The Flight Path to Zero Emissions Aviation's transition to zero-emission propulsion is one of the greatest engineering challenges of our time. While battery technology lags behind the power needs of large aircraft, superconducting electric propulsion systems cooled by liquid hydrogen (LH2) offer a viable, scalable solution. At the heart of this innovation lies a crucial component: the cryogenic heat exchanger.

Why Cryogenic Cooling is Key Superconducting motors can achieve extraordinary power densities (>20 kW/kg) and efficiencies (>98%) but only if maintained at ultra-low temperatures (around 20 K). LH2, already on board as fuel, serves as an ideal coolant, turning heat exchangers into mission-critical enablers for efficient and lightweight thermal management.

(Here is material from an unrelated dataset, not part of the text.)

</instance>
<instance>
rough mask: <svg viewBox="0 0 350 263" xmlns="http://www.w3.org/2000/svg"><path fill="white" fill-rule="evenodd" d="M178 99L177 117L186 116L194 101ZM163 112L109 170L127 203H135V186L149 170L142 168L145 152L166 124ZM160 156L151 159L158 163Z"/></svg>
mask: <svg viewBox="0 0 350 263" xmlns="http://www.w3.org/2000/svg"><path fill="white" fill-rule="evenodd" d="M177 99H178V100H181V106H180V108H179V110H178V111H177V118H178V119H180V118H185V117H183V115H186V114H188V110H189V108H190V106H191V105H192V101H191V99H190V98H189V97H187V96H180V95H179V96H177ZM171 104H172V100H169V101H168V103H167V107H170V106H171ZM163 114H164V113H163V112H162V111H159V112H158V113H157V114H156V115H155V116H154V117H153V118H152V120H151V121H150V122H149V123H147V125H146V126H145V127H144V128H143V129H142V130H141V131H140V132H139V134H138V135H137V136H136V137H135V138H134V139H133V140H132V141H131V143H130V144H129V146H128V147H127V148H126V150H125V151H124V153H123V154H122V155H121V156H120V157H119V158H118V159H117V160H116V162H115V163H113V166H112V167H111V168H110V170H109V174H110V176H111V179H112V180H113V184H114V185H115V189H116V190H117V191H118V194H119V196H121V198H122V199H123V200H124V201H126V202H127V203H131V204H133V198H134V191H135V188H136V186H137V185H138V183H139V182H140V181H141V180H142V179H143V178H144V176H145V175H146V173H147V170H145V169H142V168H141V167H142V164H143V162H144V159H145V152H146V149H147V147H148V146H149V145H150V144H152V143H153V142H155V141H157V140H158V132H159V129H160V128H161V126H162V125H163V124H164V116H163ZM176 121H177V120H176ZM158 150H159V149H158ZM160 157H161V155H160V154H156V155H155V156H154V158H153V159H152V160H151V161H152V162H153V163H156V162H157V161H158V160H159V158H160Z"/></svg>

Design Drivers and Performance Demands For a 3MW superconducting motor, the heat exchanger must:

  • Operate near 20K to maintain superconductivity
  • Withstand heat loads of 2-4 kW, mainly from stator AC losses
  • Maintain effectiveness above 95%, ideally 98%
  • Survive pressures from 1-15 bar
  • Meet stringent aerospace certification (EASA CS-25)
  • Minimise weight to support a powertrain target of >20 kW/kg

The Manufacturing Frontier: Traditional vs Additive Traditional methods like brazed plate-fin and diffusion-bonded exchangers struggle with weight, hydrogen compatibility, and design flexibility. Additive Manufacturing (AM) presents a breakthrough:

  • Laser Powder Bed Fusion (L-PBF) enables fine features and complex internal geometries like TPMS lattices for high thermal performance.
  • Materials like Scalmalloy® CX, developed for cryogenic and hydrogen use, combine strength, thermal conductivity, and embrittlement resistance.

Challenges in Additive Manufacturing Realising these benefits isn’t trivial:

  • Porosity and residual stress must be managed via process control and post-treatments like HIP.
  • Wall thickness optimization must balance strength, thermal transfer, and leak-tightness.
  • Certification under CS-25 requires rigorous testing: CFD, FEA, cryogenic hydrogen testing, and NDT techniques like CT scanning and ultrasonic testing.

Smart Design: Topology and System Integration Advanced computational tools support multi-objective optimization (thermal performance, pressure drop, weight). Using generative design and TPMS structures, engineers can:

  • Maximise heat transfer per unit mass
  • Reduce pressure drops
  • Integrate ports, sensors, and mounts into a single printed part

Material Matters: Scalmalloy® Leads the Pack Scalmalloy® CX stands out as a strong candidate:

  • High strength-to-weight ratio
  • Proven ductility and toughness at 20 K
  • Designed for AM and compatible with hydrogen exposure

Conclusion: Engineering the Future of Flight Cryogenic heat exchangers are the unsung heroes in the journey to net-zero aviation. By combining superconducting motors with advanced additive manufacturing and smart design, we can unlock efficient, scalable, and certifiable propulsion systems for the next generation of aircraft.

As we move from theory to test and from prototype to flight, collaboration across materials science, thermal engineering, and aerospace certification will be vital.

The sky is no longer the limit—it's the proving ground.